A reading of the entire judgment of the Apex Court does not even remotely indicate , that there was any provision in the Rules framed under the Bengal Finance (Sales Tax) Act, 1941 that the dealer would not be liable to pay tax once over again. The present is the situation in the case in hand where a specific provision is there as has been discussed by us. In view thereof, the judgment given in Kedarnath Jute Manufacturing's case (supra) has got no application to the facts of the present case.

10. The other two judicial pronouncements namely Modi Sugar Mills' case (supra) and M/s Baidyanath Ayurved Bhawan's case (supra) are in no way near to the facts of the instant case. Of course, it was held in the aforesaid judicial pronouncements that equitable considerations are entirely out of place and that the taxing statute cannot be interpreted on any presumption and assumption and further that the Courts must look at the wording of the statute and interpret them. The judg-ments of the Apex Court in our considered view rather favour the licensees in as-muchas this Court cannot ask the petitioners to pay the market fee second time on the basis of presumption and assumption. On the other hand this Court has interpreted the entire Rule 30 on the basis of the wording incorporated in the Rules.

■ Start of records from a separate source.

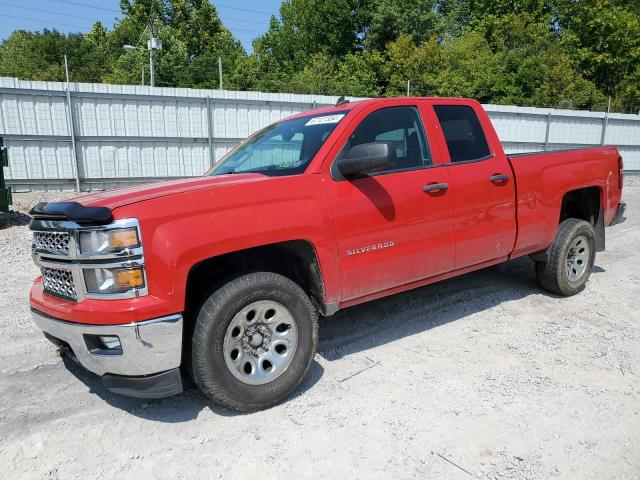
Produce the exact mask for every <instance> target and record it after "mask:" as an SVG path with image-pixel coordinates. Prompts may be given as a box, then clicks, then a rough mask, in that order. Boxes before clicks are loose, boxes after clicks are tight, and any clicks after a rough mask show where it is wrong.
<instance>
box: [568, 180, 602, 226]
mask: <svg viewBox="0 0 640 480" xmlns="http://www.w3.org/2000/svg"><path fill="white" fill-rule="evenodd" d="M599 214H600V189H599V188H598V187H587V188H580V189H578V190H572V191H570V192H567V193H565V194H564V197H562V206H561V207H560V222H562V221H563V220H566V219H567V218H579V219H581V220H586V221H587V222H589V223H591V225H595V224H596V222H597V221H598V215H599Z"/></svg>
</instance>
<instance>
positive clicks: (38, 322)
mask: <svg viewBox="0 0 640 480" xmlns="http://www.w3.org/2000/svg"><path fill="white" fill-rule="evenodd" d="M32 314H33V320H34V322H35V323H36V325H37V326H38V327H39V328H40V329H42V331H43V332H45V333H47V334H48V335H50V336H52V337H54V338H55V339H58V340H61V341H62V342H64V343H66V344H68V345H69V347H70V348H71V350H73V353H74V355H75V356H76V358H77V359H78V361H79V362H80V364H81V365H82V366H83V367H84V368H86V369H87V370H89V371H90V372H93V373H95V374H97V375H100V376H102V375H105V374H113V375H124V376H144V375H152V374H155V373H159V372H164V371H167V370H171V369H176V368H178V367H179V366H180V363H181V357H182V315H179V314H176V315H170V316H168V317H162V318H156V319H153V320H147V321H145V322H139V323H128V324H125V325H87V324H81V323H71V322H65V321H62V320H57V319H55V318H51V317H48V316H46V315H44V314H42V313H40V312H37V311H33V310H32ZM99 336H108V337H118V339H119V342H120V348H114V349H106V348H100V346H99V345H97V338H98V337H99Z"/></svg>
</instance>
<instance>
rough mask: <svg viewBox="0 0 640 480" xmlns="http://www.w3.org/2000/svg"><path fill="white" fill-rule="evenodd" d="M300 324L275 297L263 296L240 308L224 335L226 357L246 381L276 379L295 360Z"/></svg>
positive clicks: (224, 355) (224, 358) (264, 380)
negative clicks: (244, 306) (259, 299)
mask: <svg viewBox="0 0 640 480" xmlns="http://www.w3.org/2000/svg"><path fill="white" fill-rule="evenodd" d="M297 344H298V328H297V326H296V321H295V319H294V318H293V316H292V315H291V313H290V312H289V310H288V309H287V308H286V307H285V306H284V305H282V304H281V303H279V302H276V301H273V300H259V301H257V302H253V303H251V304H250V305H247V306H246V307H244V308H243V309H242V310H240V311H239V312H238V313H236V315H235V316H234V317H233V319H232V320H231V323H229V326H228V327H227V331H226V332H225V336H224V344H223V354H224V361H225V363H226V365H227V368H228V369H229V371H230V372H231V374H232V375H233V376H234V377H236V378H237V379H238V380H240V381H241V382H243V383H247V384H250V385H264V384H265V383H269V382H272V381H273V380H275V379H276V378H278V377H279V376H280V375H282V374H283V373H284V372H285V370H286V369H287V368H288V367H289V365H290V364H291V360H292V359H293V357H294V355H295V353H296V347H297Z"/></svg>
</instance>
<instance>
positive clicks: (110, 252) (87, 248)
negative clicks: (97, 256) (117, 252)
mask: <svg viewBox="0 0 640 480" xmlns="http://www.w3.org/2000/svg"><path fill="white" fill-rule="evenodd" d="M139 246H140V237H139V236H138V229H137V228H135V227H133V228H119V229H115V230H89V231H86V232H80V252H81V253H82V254H83V255H100V254H105V253H111V252H117V251H119V250H122V249H125V248H136V247H139Z"/></svg>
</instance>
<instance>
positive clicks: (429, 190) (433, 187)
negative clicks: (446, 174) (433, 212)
mask: <svg viewBox="0 0 640 480" xmlns="http://www.w3.org/2000/svg"><path fill="white" fill-rule="evenodd" d="M447 188H449V184H448V183H430V184H429V185H425V186H424V187H422V191H423V192H427V193H429V192H434V193H435V192H442V191H445V190H446V189H447Z"/></svg>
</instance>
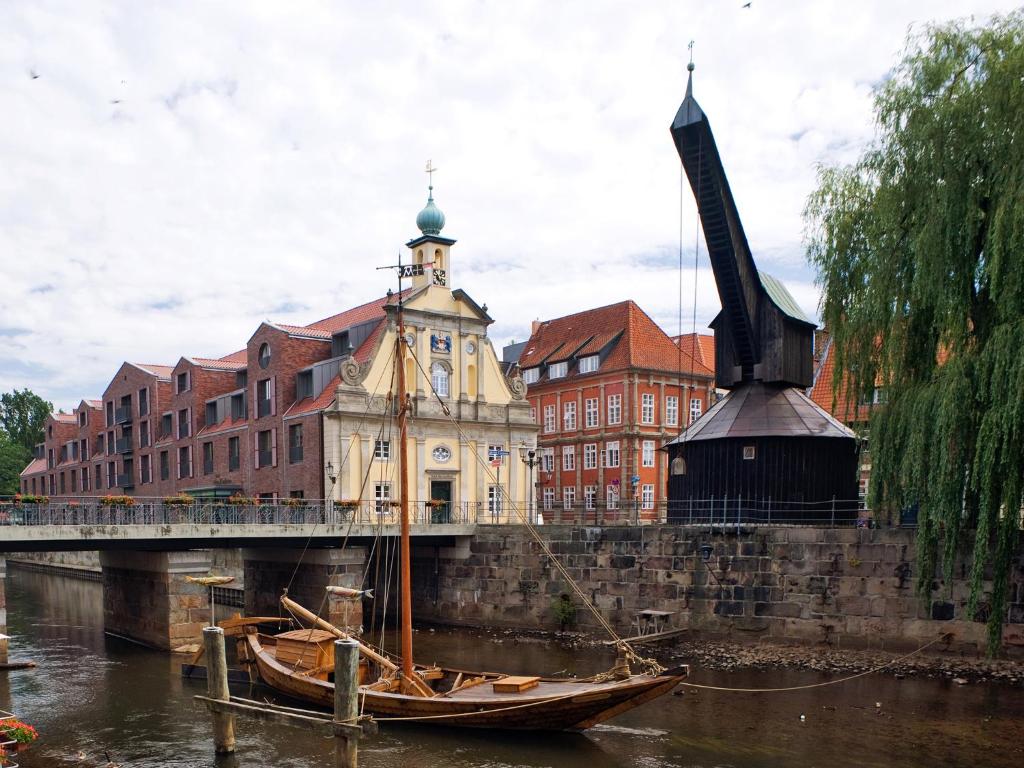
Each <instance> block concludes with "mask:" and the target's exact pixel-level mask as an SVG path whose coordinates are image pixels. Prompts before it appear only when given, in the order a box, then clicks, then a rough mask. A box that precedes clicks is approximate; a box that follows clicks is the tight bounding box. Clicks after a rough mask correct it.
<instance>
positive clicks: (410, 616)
mask: <svg viewBox="0 0 1024 768" xmlns="http://www.w3.org/2000/svg"><path fill="white" fill-rule="evenodd" d="M398 264H399V266H398V333H397V336H396V337H395V341H394V343H395V344H396V345H397V346H396V348H395V365H396V366H398V372H397V373H398V376H397V384H398V394H397V397H398V402H397V407H398V503H399V504H400V505H401V506H400V509H401V543H400V546H399V551H398V560H399V564H400V579H401V584H400V590H401V676H402V678H403V680H404V685H402V687H403V688H406V687H410V688H419V686H417V685H416V682H417V678H416V673H415V672H414V669H413V577H412V562H411V559H412V558H411V557H410V546H409V474H408V468H409V446H408V445H407V441H408V437H409V435H408V430H409V425H408V417H409V412H408V410H407V409H408V397H407V396H406V326H404V321H403V319H402V316H401V257H400V256H399V257H398Z"/></svg>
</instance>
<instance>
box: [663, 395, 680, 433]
mask: <svg viewBox="0 0 1024 768" xmlns="http://www.w3.org/2000/svg"><path fill="white" fill-rule="evenodd" d="M665 423H666V425H667V426H670V427H675V426H678V425H679V397H678V396H677V395H674V394H668V395H666V396H665Z"/></svg>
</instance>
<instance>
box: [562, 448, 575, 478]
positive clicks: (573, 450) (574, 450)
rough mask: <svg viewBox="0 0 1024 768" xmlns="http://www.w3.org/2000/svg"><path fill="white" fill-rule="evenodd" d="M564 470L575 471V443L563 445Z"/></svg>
mask: <svg viewBox="0 0 1024 768" xmlns="http://www.w3.org/2000/svg"><path fill="white" fill-rule="evenodd" d="M562 471H563V472H574V471H575V445H562Z"/></svg>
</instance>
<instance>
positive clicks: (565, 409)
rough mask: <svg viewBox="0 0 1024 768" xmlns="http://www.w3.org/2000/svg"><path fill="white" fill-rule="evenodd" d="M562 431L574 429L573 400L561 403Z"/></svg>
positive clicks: (573, 408)
mask: <svg viewBox="0 0 1024 768" xmlns="http://www.w3.org/2000/svg"><path fill="white" fill-rule="evenodd" d="M562 431H564V432H574V431H575V400H568V401H566V402H563V403H562Z"/></svg>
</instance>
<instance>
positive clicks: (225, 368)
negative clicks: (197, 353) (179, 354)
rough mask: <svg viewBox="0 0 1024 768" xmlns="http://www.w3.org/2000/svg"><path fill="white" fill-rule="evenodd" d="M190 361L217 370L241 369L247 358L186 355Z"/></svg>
mask: <svg viewBox="0 0 1024 768" xmlns="http://www.w3.org/2000/svg"><path fill="white" fill-rule="evenodd" d="M185 359H186V360H188V361H189V362H191V364H194V365H196V366H199V367H200V368H209V369H213V370H215V371H240V370H242V369H243V368H245V367H246V360H244V359H243V360H230V359H224V358H223V357H219V358H217V359H214V358H213V357H185Z"/></svg>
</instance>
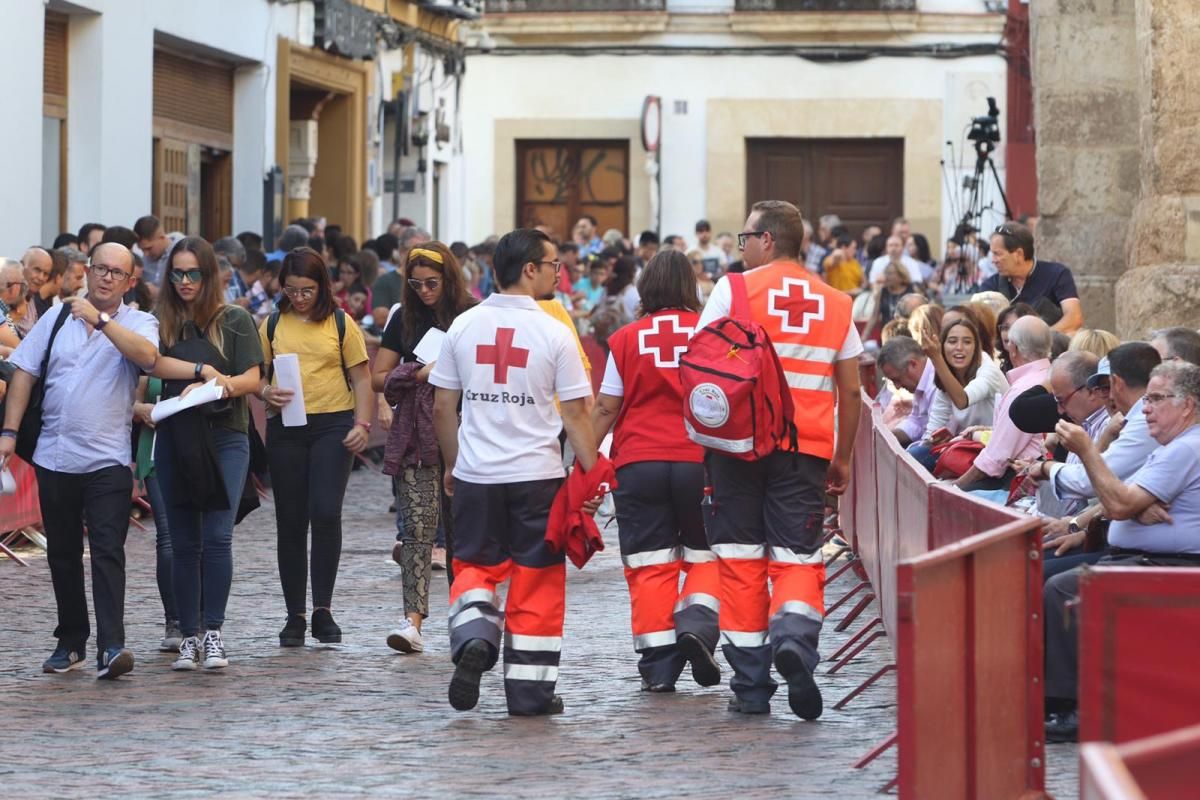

11. For the reasons recorded above, the Civil Writ Petition Nos. 13234 of 1991 and 2420 of 1992 deserve to be allowed. The petitioners are held not liable to pay the market fee second time. The impugned orders and notices are hereby quashed. In view of the intricacy of the matter, the parties are left to bear their own costs. Fine of Rs. 500/- is imposed in each case which be deposited with the Market Committee, Bhiwani in the case of National Cooperative Consumer Federation of India Ltd., Bhiwani (C.W.P. No. 13234 of 1991) and with Market Committee, Rohtak in the case of M/s Jyoti Laxman Roller Flour Mills Pvt. Ltd., Rohtak (C.W.P. No. 2420 of 1992).